The major roles supervisors play in proactively ensuring workplace safety and health fall into four areas.

Behavior

Encourage safe behavior — Continuously encourage safe behavior through positive reinforcement and enforcement of your workplace safety rules.

Discourage unsafe behavior — Discourage unsafe behavior through employee coaching and feedback. Adopt a management style that does not condone (either spoken or unspoken) risk-taking behavior.

Evaluate performance — Provide individual employee feedback through assessing their safety behavior during performance evaluations. Set safety performance goals as a part of every annual performance evaluation.

Discipline — Use the formal employee discipline process when necessary.

Analysis and Improvement

The methods and processes for evaluating the safety and health risks in a workplace can be simple or complex; the important thing is to DO the evaluation, and then improve on it as needed. Be sure to use two people that are valuable in this process: the affected employee and the campus safety manager.

Encourage active safety culture participation by employees.
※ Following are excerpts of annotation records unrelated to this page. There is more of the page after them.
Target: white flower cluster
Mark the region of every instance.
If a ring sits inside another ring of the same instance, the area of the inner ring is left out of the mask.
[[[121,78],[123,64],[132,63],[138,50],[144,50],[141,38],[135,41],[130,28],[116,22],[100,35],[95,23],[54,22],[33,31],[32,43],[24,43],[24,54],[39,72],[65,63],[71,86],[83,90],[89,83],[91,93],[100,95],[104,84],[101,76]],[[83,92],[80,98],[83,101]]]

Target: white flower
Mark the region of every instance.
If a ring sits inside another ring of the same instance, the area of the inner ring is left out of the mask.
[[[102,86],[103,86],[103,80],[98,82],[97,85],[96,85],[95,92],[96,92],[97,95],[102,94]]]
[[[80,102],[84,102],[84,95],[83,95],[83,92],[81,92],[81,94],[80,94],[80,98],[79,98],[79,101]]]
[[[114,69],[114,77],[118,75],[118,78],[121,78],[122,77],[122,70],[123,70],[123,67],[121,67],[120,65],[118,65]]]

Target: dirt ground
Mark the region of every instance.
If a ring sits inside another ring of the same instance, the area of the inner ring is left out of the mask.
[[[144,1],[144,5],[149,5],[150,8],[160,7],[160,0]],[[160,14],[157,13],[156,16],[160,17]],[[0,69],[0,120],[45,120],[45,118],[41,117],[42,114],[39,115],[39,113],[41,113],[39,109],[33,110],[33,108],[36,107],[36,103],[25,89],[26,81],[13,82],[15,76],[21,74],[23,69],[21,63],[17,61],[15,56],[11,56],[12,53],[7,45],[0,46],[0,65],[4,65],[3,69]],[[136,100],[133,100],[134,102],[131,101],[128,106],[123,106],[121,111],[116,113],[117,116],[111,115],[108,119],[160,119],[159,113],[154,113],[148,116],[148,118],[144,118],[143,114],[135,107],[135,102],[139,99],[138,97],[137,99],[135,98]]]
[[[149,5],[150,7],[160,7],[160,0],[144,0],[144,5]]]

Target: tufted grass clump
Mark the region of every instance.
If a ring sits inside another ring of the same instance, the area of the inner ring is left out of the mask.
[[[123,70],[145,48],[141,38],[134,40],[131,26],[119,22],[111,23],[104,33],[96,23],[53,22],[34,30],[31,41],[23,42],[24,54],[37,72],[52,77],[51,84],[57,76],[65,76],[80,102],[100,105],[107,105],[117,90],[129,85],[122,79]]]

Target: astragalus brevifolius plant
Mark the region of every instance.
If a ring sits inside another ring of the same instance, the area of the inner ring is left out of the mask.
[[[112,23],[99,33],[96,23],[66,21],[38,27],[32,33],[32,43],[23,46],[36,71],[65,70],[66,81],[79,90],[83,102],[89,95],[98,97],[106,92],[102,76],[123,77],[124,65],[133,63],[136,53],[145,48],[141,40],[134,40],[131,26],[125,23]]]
Some ways to do this include:

  • Conduct periodic safety meetings with employees.
  • Encourage self-inspections of the workplace among employees.
  • Ask employees to report unsafe conditions immediately.
  • Provide multiple means for employees to bring forward suggestions, concerns, or reportable incidents.

Evaluate employee safety successes and failures, and discuss these successes and failures routinely with your manager.

Use results from evaluations and analyses to improve work conditions, processes, and procedures.

Training

  • Provide appropriate training on worker safety and health practices for yourself and your employees.
  • Retrain if employee behavior indicates it is necessary.
  • Document the training.
  • Periodically conduct documented safety inspections.
  • Use your findings from the inspection to guide new improvements in behavior, targets of future analysis, and topics for training.

Inspection

  • Periodically conduct documented safety inspections.
  • Use your findings from the inspection to guide new improvements in behavior, targets of future analysis, and topics for training.